Yes, but they should still do it anyway
Over the last few years, several prominent comedians, including Jerry Seinfeld, Chris Rock and Bill Maher, have said they no longer want to perform at colleges. They cite what they see as extreme levels of political correctness on university campuses.
“[The younger generation] just want to use these words,” Seinfeld said in 2015. “‘That’s racist, that’s sexist, that’s prejudice.’ They don’t even know what they’re talking about […] I don’t play colleges, but I hear a lot of people tell me don’t go near colleges — they’re so PC.”
This is especially interesting and impactful coming from Seinfeld, whose style of observational comedy has never been known to offend or stoke controversy. Yet, he still feels that today’s college audiences are increasingly unable to take a joke or to embrace comedic content or styles that could offend a single person in the room.
It’s very difficult to find irrefutable examples of this extreme political correctness in action where everyone can agree that it’s, shall I say, “problematic.” To one person, a comedian might be brilliantly and subversively weaving racial or sexual themes into their work, while to another person, the comedian is just racist or sexist. This ambiguity helps demonstrate why extreme political correctness on campus is a very worrying trend, especially for comedians.
It’s also an ironic trend, for it was radical, subversive and boundary-pushing comedians like George Carlin who initially pushed back against the squares and the humorless during the 1960s, 70s and 80s to help advocate the liberal values that today’s PC police claim to be protecting. Carlin and his ilk helped create the counterculture where social liberalism and social justice could be embraced, yet comedians who follow in his subversive tradition are often disowned by today’s progressive (or regressive?) left, despite being staunch supporters of liberal values in every sense (Exhibit A: Bill Maher).
Chris Rock is perplexed by this phenomenon, saying in 2014, “I stopped playing colleges, and the reason is because [the students are] way too conservative […] Not in their political views — not like they’re voting Republican — but in their social views and their willingness not to offend anybody.”
The roots of these problems that have put off many famous comedians can be observed nowhere more clearly than at the annual convention of the National Association for Campus Activities, where representatives from college activities committees across the country come to watch and book all sorts of performers for the coming year, including comedians.
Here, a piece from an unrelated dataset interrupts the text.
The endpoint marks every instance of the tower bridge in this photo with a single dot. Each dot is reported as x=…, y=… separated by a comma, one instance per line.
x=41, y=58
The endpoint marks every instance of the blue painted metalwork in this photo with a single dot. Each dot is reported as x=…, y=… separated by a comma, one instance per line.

This is an important way for up-and-coming comedians to get exposure and book many gigs at once.
Caitlin Flanagan, who covered this event for The Atlantic in 2015, quoted a member of a student activities board as saying, “We don’t want to sponsor an event that would offend anyone.” Well, how do they hope to accomplish that? Perhaps comedians are not the product they should be shopping for. As Flanagan wrote, “If your goal were simply to bring great comics to a college campus, it would be easily accomplished.”
Flanagan said that jokes about anything to do with race, sexuality and other hot button issues were simply not welcome and that students would rather hear jokes about mundane aspects of college life. Really? Do you want comedy that just numbs you with shallow laughter or do you want it to actually make you think while still being funny? Opting for the former is just lazy.
Flanagan said comedians often omitted jokes involving race, gender and sexuality that normally do well in their club routines, and that comics who didn’t sanitize and sterilize their routines often were not offered as many gigs by the college activities committees. Is it right to do that much to accommodate the audience? Or could that be considered selling out? If the comedians didn’t alter their jokes to appease the most sensitive person in the room, then perhaps college audiences would understand the potential that comedy has to provide commentary on the topics they seem so anxious to avoid.
Comedy is at its best when it’s given a chance to evolve over time — when comics can work out their material without needless and artificial external pressures, as if by natural selection, not when arbitrary parameters set by a picky audience pre-determine what areas can be covered. Thus, NACA does not foster fruitful incentives for up-and-coming comedians trying to find their voices and personas.
There’s a difference between having jokes that incorporate sensitive topics and events in order to make a point and comedians who actually target and vilify those sensitive topics and events. For example, Amy Schumer has a sketch in which she satirizes the sexual assault problems with football teams. Some people say that rape is a topic that can never be joked about, but in this example, Schumer is not making light of the problem or saying it’s funny. She’s using irony and humor to expose how horrible, grotesque and perverse the situation is. The football players are the target of the joke, not victims. Dealing with sensitive topics in this manner should be considered completely acceptable.
If handled with craft, care and comedic intent, no subject should be off limits. And there should be no protected class who we are not allowed to joke about. College students have to understand that the only way to have a healthy society is if everyone is willing to laugh at themselves and put up with being made fun of.
I hope that we are able to change the status quo of overly-sensitive college students and scared-for-their-jobs activities committee members thinking they’ve had the last laugh by successfully forcing comedians and speakers to censor themselves in order to get a platform. After all, how can you have the last laugh if you refuse to laugh at anything in the first place?